Susanna: In a huge way. If you're standing at a bus stop that doesn't protect you from the sun when it's hot, when it's raining, and when it's blizzarding in the winter, you're standing under a dummy, not at a bus stop. When you have a ticketing system and someone new comes to town and doesn't know where or how to buy tickets, it means the service was poorly designed. For me, the best design is one that is invisible. You don't see it because it works. You can see where the bus stop is, thanks to the information graphics you know how the buses and streetcars run. You don't need to know the language, you can see and understand. The power of design is enormous.
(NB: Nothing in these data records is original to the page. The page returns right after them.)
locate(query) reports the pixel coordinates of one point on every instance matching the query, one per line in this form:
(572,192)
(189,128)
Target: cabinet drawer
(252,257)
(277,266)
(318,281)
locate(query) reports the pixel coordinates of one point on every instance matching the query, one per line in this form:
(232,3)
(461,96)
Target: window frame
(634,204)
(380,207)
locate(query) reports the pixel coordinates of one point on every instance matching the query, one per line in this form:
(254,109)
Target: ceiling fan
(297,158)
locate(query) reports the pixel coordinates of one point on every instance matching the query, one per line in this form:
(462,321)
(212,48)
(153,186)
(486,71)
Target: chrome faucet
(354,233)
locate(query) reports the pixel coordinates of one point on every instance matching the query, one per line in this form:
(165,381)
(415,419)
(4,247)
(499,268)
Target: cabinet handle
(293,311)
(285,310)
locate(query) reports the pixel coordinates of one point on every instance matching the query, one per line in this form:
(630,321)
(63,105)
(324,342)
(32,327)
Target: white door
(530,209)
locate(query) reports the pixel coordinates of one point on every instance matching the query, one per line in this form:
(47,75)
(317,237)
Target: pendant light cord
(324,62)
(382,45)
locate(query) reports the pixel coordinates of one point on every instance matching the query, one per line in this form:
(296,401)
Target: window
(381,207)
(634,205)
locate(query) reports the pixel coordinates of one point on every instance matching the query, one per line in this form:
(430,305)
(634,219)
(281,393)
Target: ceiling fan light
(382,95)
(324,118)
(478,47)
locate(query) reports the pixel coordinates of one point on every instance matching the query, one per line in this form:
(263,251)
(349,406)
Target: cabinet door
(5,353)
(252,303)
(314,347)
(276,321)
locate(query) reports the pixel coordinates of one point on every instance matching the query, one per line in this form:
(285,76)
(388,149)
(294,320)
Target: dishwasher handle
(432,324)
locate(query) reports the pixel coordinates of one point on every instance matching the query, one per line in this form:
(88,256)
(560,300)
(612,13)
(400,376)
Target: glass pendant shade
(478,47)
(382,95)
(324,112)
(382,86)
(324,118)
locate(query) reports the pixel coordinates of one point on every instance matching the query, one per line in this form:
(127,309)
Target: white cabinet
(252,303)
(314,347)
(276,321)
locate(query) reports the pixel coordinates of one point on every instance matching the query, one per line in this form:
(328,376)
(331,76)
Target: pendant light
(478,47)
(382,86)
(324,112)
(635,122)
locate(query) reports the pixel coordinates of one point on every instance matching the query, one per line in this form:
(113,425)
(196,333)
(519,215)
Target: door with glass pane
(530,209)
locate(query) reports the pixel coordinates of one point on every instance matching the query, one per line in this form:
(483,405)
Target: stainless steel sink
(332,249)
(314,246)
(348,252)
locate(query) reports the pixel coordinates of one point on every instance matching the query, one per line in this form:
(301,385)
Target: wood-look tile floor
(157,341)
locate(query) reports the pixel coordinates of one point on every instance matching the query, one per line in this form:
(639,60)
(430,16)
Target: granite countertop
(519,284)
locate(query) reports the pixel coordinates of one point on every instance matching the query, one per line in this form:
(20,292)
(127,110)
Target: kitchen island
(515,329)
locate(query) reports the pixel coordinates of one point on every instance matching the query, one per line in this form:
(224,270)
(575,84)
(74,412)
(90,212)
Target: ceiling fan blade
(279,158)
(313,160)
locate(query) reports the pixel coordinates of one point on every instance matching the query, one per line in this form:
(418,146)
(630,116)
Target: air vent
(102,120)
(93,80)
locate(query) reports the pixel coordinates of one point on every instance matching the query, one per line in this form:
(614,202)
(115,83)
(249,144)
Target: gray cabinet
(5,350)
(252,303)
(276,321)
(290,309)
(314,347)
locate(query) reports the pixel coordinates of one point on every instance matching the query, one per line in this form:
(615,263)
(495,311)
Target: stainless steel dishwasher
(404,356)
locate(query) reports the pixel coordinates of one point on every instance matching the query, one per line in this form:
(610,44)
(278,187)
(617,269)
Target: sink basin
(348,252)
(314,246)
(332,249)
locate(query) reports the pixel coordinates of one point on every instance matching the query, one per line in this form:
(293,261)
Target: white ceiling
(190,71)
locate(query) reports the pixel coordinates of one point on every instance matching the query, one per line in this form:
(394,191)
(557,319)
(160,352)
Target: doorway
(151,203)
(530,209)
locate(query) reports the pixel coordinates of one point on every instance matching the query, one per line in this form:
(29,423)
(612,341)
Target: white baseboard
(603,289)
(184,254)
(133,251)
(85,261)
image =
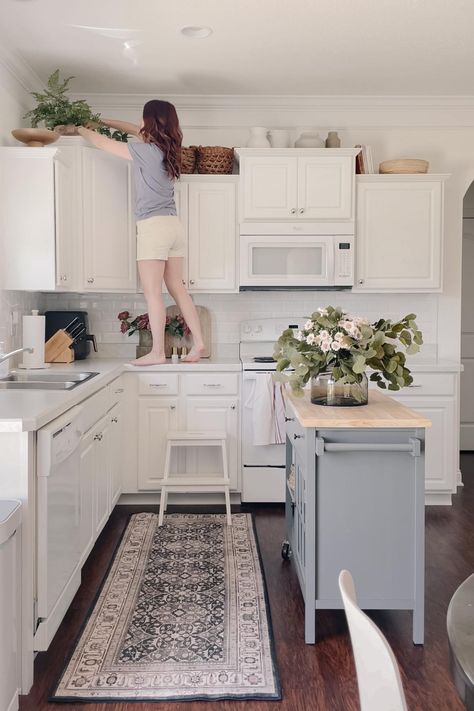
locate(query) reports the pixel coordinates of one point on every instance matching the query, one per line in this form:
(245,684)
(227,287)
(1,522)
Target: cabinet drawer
(158,384)
(211,384)
(430,384)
If you don't have to read an instruction manual and you immediately know how something works, it's a brilliantly designed thing, service or reality. Products and services shape reality, and it shapes our consciousness and culture.
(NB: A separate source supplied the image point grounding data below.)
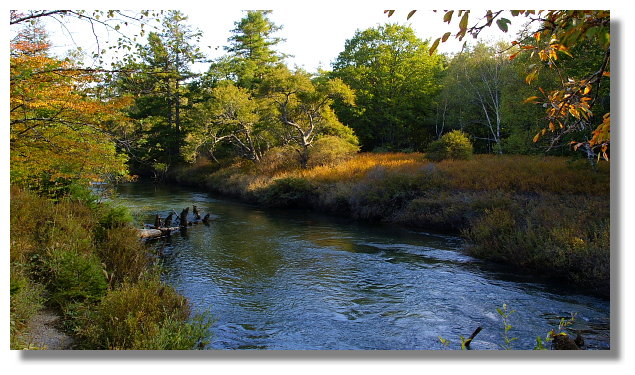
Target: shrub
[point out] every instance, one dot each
(288, 192)
(115, 216)
(453, 145)
(26, 299)
(279, 159)
(74, 277)
(143, 315)
(330, 150)
(124, 260)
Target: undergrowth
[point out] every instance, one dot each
(85, 261)
(544, 214)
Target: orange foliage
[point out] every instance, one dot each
(59, 128)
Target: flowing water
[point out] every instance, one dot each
(286, 279)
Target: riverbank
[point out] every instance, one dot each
(82, 261)
(545, 215)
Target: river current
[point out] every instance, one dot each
(287, 279)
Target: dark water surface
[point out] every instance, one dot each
(276, 279)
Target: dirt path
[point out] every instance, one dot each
(42, 332)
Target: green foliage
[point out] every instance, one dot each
(279, 159)
(113, 216)
(331, 150)
(26, 300)
(556, 239)
(123, 259)
(395, 81)
(74, 277)
(505, 313)
(289, 192)
(87, 257)
(144, 315)
(453, 145)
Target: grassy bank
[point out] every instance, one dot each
(543, 214)
(84, 260)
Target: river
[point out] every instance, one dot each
(285, 279)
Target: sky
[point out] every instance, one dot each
(316, 32)
(313, 36)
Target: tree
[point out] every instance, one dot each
(251, 50)
(475, 79)
(395, 80)
(303, 106)
(60, 128)
(570, 107)
(230, 116)
(159, 82)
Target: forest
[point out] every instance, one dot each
(502, 143)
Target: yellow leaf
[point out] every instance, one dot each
(531, 99)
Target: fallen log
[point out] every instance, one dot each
(156, 232)
(150, 233)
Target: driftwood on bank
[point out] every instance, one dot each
(165, 227)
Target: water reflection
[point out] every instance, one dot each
(293, 280)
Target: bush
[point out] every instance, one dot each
(125, 260)
(279, 159)
(75, 277)
(26, 299)
(144, 315)
(115, 216)
(331, 150)
(453, 145)
(288, 192)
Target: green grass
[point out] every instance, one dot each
(86, 262)
(546, 215)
Catherine: Now many industries are counting losses. Various projects and developments have been put on hold. Will the design profession experience a renaissance after the coronavirus, as many things will have to be redesigned?

Susanna: That's a good question, except that we have a great many unaware companies that won't even pronounce the word "designer." It will be more like "advertising agency" that will do what needs to be done quickly and preferably cheaply. For me, the important thing here is the English acronym ROI - return on investment. The most important thing is that last word - "investment". Many Polish entrepreneurs have a problem with it, because it means an expense. When you invest, you don't expect an immediate return. Companies often expect an immediate increase in turnover. There is no return on the expense, there is only a return on the investment. Now it remains to be seen how many companies have been able to invest in such a way as to survive the crisis. There are probably more companies that spent money on the fly to show how brilliant they are, and this was dressed up in pretty words by marketing tubes. Individual companies have decided to invest in such a way as to become a flexible and organic company that can handle any situation.

But, most importantly, you don't need to have all the answers now. What you need for this moment is: be curious and open-minded enough to keep learning.